2 INTRODUCED by the Technical Committee for Standardization TC 183 “Vibration and Shock”

3 APPROVED AND ENTERED INTO EFFECT by Order of the Federal Agency for Technical Regulation and Metrology dated December 18, 2008 No. 640-st

4 This standard is modified from the international standard IEC 60068-2-80:2005 “Tests for exposure to external factors. Part 2-80. Tests. Fi test. Vibration combining effects of different types" (IEC 60068-2-80:2005 "Environmental testing - Part 2-80: Tests - Test Fi: Vibration - Mixed mode") by introducing technical deviations, the explanation of which is given in the introduction to this standard.

The title of this standard has been changed from the title of this international standard to comply with GOST R 1.5-2004(clause 3.5)

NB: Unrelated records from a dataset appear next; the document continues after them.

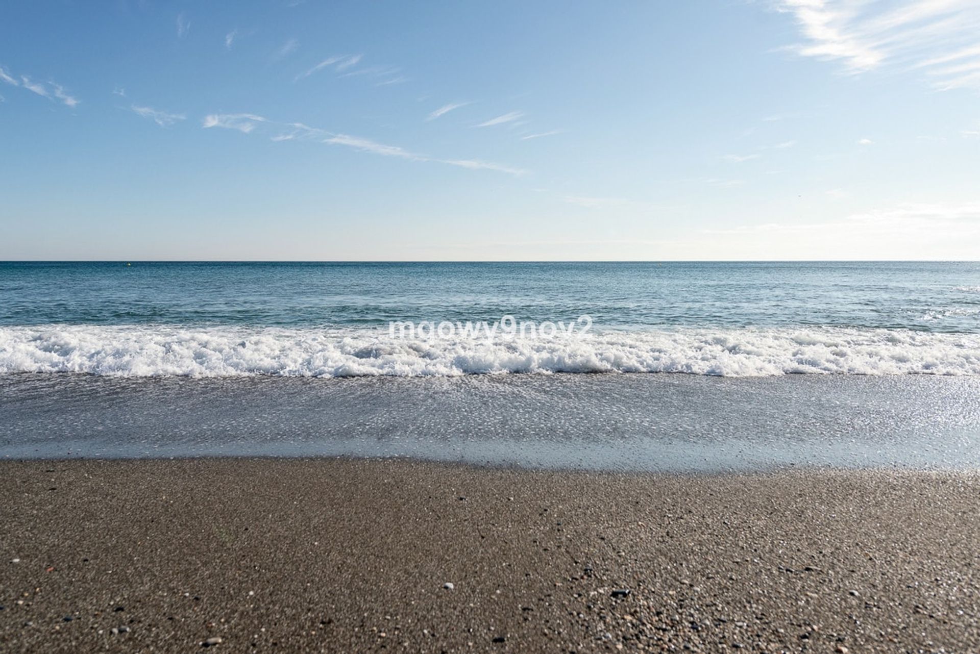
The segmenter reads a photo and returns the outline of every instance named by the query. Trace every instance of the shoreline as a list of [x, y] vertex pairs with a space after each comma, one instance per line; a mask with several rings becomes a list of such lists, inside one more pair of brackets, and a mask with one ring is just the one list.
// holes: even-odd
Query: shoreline
[[5, 651], [980, 642], [976, 471], [24, 460], [0, 488]]

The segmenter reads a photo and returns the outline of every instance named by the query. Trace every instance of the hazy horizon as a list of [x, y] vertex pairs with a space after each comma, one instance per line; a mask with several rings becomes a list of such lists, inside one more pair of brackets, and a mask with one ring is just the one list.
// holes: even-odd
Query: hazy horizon
[[971, 260], [968, 0], [20, 3], [0, 259]]

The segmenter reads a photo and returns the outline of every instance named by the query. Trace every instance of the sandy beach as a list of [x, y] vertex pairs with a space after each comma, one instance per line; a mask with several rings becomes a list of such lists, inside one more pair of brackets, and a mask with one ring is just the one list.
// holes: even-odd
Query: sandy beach
[[7, 461], [0, 489], [5, 652], [980, 647], [972, 473]]

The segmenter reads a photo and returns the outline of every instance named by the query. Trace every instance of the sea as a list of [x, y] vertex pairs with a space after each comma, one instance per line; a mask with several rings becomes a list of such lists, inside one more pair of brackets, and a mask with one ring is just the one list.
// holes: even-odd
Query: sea
[[0, 457], [980, 466], [978, 262], [0, 262]]

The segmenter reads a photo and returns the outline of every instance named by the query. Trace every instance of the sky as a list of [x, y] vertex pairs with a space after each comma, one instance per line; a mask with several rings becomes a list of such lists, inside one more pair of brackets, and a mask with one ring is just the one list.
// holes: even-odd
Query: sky
[[0, 259], [947, 258], [977, 0], [0, 7]]

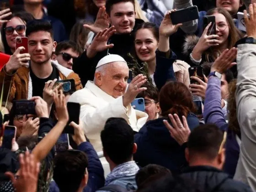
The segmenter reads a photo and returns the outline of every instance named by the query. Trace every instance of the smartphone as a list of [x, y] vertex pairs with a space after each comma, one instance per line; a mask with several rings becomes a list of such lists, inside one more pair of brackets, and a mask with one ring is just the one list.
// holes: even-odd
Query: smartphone
[[74, 128], [69, 125], [72, 121], [74, 121], [77, 124], [79, 124], [79, 116], [80, 116], [81, 106], [79, 103], [68, 102], [67, 103], [67, 108], [68, 108], [69, 119], [62, 133], [74, 135]]
[[203, 104], [200, 100], [196, 100], [193, 101], [194, 103], [197, 107], [197, 115], [201, 115], [203, 114]]
[[24, 47], [25, 49], [21, 51], [21, 54], [27, 53], [28, 53], [28, 39], [27, 37], [18, 37], [16, 39], [16, 49], [21, 47]]
[[145, 102], [143, 98], [138, 98], [133, 100], [132, 103], [132, 106], [135, 106], [135, 109], [144, 112], [145, 111]]
[[13, 101], [14, 112], [16, 115], [36, 115], [36, 103], [28, 100], [16, 100]]
[[0, 53], [0, 70], [7, 63], [11, 55]]
[[129, 70], [129, 77], [128, 78], [128, 80], [127, 80], [127, 82], [130, 83], [131, 81], [133, 80], [133, 71], [131, 70]]
[[16, 137], [17, 128], [15, 126], [5, 125], [4, 127], [2, 147], [11, 149], [12, 139]]
[[[188, 72], [189, 73], [190, 77], [192, 76], [197, 77], [204, 82], [203, 71], [203, 67], [201, 66], [190, 67], [188, 68]], [[191, 84], [198, 84], [198, 83], [196, 80], [190, 78]]]
[[10, 115], [9, 114], [5, 114], [4, 115], [4, 119], [3, 119], [3, 123], [8, 121], [10, 120]]
[[180, 9], [171, 13], [170, 17], [173, 25], [195, 20], [199, 18], [198, 10], [197, 6]]
[[69, 149], [69, 140], [68, 134], [61, 134], [55, 145], [55, 152], [64, 151]]
[[73, 93], [76, 91], [74, 79], [57, 80], [53, 86], [53, 89], [54, 89], [60, 83], [63, 84], [62, 85], [62, 90], [64, 93]]
[[212, 22], [211, 26], [210, 26], [210, 27], [209, 27], [208, 29], [207, 35], [216, 35], [215, 16], [203, 16], [203, 30], [205, 29], [205, 27], [207, 27], [209, 23], [211, 22]]

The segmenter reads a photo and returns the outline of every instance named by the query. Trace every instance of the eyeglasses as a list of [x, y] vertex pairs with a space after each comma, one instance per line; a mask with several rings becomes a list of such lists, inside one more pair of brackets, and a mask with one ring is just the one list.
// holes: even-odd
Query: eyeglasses
[[145, 107], [148, 108], [150, 107], [152, 105], [152, 103], [156, 103], [157, 102], [155, 102], [153, 101], [150, 100], [145, 100]]
[[16, 31], [18, 34], [22, 34], [26, 30], [26, 26], [25, 25], [19, 25], [16, 26], [15, 28], [11, 26], [5, 28], [5, 32], [7, 35], [11, 35], [13, 33], [14, 30]]
[[58, 54], [62, 54], [62, 59], [63, 59], [63, 60], [66, 61], [69, 61], [71, 58], [73, 59], [73, 60], [75, 59], [76, 58], [77, 58], [75, 57], [72, 57], [71, 55], [69, 53], [60, 53]]
[[217, 26], [217, 28], [220, 32], [223, 32], [225, 31], [225, 30], [227, 28], [227, 27], [228, 27], [228, 25], [227, 25], [225, 23], [221, 23], [218, 25]]

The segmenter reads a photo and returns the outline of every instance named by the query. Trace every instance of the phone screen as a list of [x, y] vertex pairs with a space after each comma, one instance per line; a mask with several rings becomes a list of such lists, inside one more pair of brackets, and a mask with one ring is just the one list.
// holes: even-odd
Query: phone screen
[[58, 153], [67, 150], [69, 149], [69, 134], [61, 134], [55, 144], [55, 152]]
[[3, 138], [3, 147], [11, 149], [12, 139], [15, 137], [16, 128], [14, 126], [5, 126]]
[[[201, 66], [198, 67], [192, 67], [188, 68], [188, 72], [189, 73], [189, 76], [192, 76], [198, 77], [202, 81], [204, 82], [203, 78], [203, 68]], [[198, 84], [199, 83], [196, 80], [190, 78], [191, 84]]]

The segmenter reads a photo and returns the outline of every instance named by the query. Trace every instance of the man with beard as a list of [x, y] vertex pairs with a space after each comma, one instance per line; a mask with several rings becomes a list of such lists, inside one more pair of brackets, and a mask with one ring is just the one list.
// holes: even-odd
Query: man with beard
[[24, 48], [18, 48], [0, 73], [1, 87], [4, 82], [4, 100], [7, 99], [9, 87], [9, 101], [29, 99], [34, 96], [43, 97], [44, 87], [54, 79], [74, 79], [76, 89], [82, 88], [77, 74], [51, 60], [57, 44], [53, 35], [48, 21], [35, 20], [27, 23], [28, 53], [21, 54]]

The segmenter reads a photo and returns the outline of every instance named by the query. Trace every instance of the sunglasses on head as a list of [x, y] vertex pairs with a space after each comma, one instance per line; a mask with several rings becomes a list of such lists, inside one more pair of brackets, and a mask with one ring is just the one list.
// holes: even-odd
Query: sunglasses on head
[[63, 60], [66, 61], [69, 61], [71, 58], [73, 59], [73, 60], [77, 58], [77, 57], [72, 57], [69, 54], [67, 53], [59, 53], [59, 54], [60, 54], [62, 55], [62, 59], [63, 59]]
[[11, 26], [5, 28], [5, 34], [7, 35], [11, 35], [13, 33], [14, 30], [16, 31], [18, 34], [23, 33], [26, 30], [26, 26], [25, 25], [19, 25], [16, 26], [15, 28]]

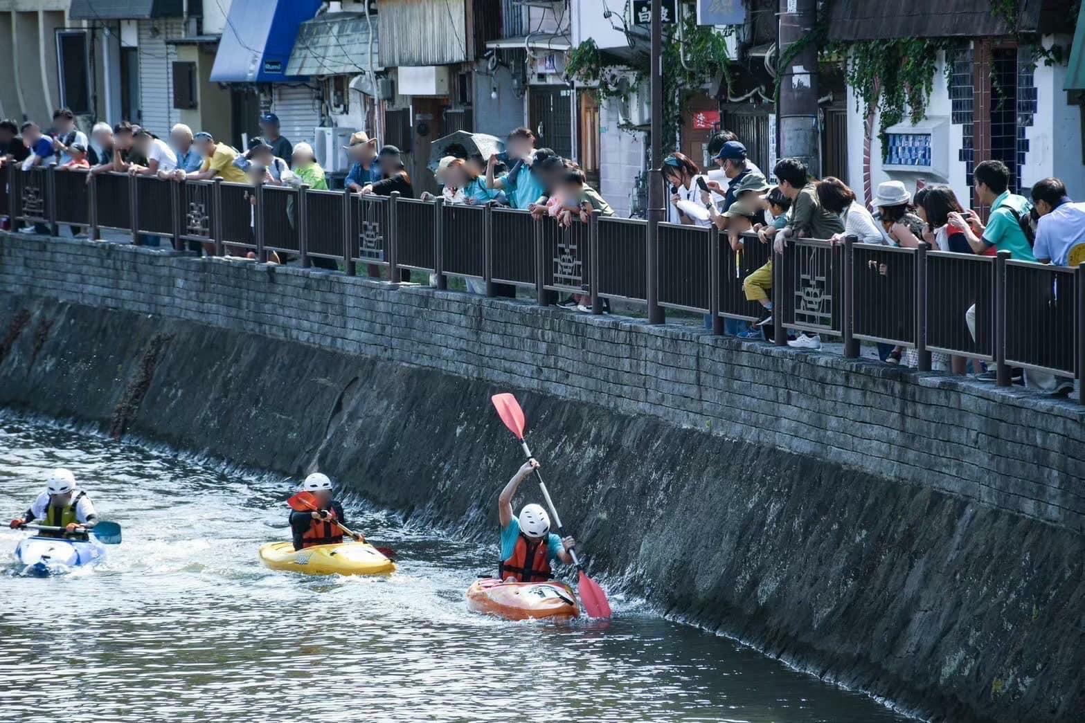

5 INTRODUCED FOR THE FIRST TIME

Information about changes to this standard is published in the annually published information index “National Standards”,A text of changes and amendments- in the monthly published information indexes “National Standards”. In case of revision (replacement) or cancellation of this standard, the corresponding notice will be published in the monthly published information index “National Standards”. Relevant information, notices and texts are also posted in the public information system- on the official website of the Federal Agency for Technical Regulation and Metrology on the Internet

Introduction

This standard establishes a test method for vibration strength and vibration resistance of machines and equipment of all types, which during operation are exposed to broadband vibration of complex shapes.

The test method uses digital control systems to produce broadband random vibration in combination with harmonic and/or narrowband random vibration. To implement this method, mainly electrodynamic or hydraulic vibration stands are used.

The results of vibration tests depend on the qualifications of the personnel conducting them, which should be known to both the customer and the test performer. When drawing up a test procedure, vibration impacts of those types that correspond to the actual conditions of use of the product should be indicated as reproducible excitation.

In comparison with the international standard IEC 60068-2-80:2005, this standard has been supplemented with references in italics and indicating its place in the set of GOST 30630 standards, united by the general group heading “Test methods for resistance to external influences of machines, devices and other technical products "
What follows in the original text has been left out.